Label d'excellenceLa revue « Les dossiers de l'épargne » d'octobre 2010 a décerné son label d'excellence au contrat CSF Assurance des emprunteurs.

L'équipe de la revue a examiné à la loupe la très grande majorité des contrats d'assurance décès – invalidité – incapacité de travail proposés à ceux qui souscrivent un emprunt. La concurrence est vive sur ce terrain, avec la loi Lagarde qui permet depuis le 1er juillet 2010 de bien distinguer le crédit immobilier et l'assurance-emprunteur. Auparavant, l'offre d'une banque, par exemple, était globale. À présent l'emprunteur dispose du libre choix de son assurance. Et mieux vaut y regarder à deux fois.

Meilleure garantie – garantie du meilleur

L'assurance des emprunteurs cSF est montée sur la première marche du podium pour de nombreuses raisons. d'abord elle couvre très complètement l'emprunteur et comporte très peu d'exclusions. De même le délai de franchise en cas d'invalidité est de 60 jours, au lieu de 90 dans la plupart des contrats. On peut de plus y associer une assurance chômage ; un capital éducation de 10.000 euros pour les enfants de moins de 26 ans fiscalement à charge, est prévu en cas de décès du titulaire.
Pour les militaires, policiers, gendarmes, pompiers, pas de mauvaise surprise : la couverture comprend ces métiers à risques et les missions à l'étranger, par exemple pour des opérations de maintien de la paix. Pas de restriction non plus sur les pratiques sportives : les passionnés d'alpinisme, de plongée ou de boxe ne sont pas exclus.
Et le CSF, fidèle à ses valeurs de solidarité entre les générations, applique le même tarif, que l'emprunteur ait 20 ou 60 ans. Mieux : cette assurance ouvre la possibilité d'être couvert jusqu'à l'âge de 85 ans dans des conditions tarifaires qui restent très compétitives.

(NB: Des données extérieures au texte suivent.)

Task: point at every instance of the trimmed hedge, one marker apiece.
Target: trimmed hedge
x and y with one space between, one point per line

Toujours du côté du consommateur

Pourquoi cette récompense ? Parce que le groupe CSF se met à la place de ses adhérents et connaît bien les fonctionnaires. Il y a, en son sein, une direction contrôle et risques qui passe au peigne fin les produits d'assurance sélectionnés avant de les proposer aux adhérents. Ils détectent toute éventuelle faille dans ces services, en se plaçant toujours du côté du consommateur. La confiance, ça se mérite.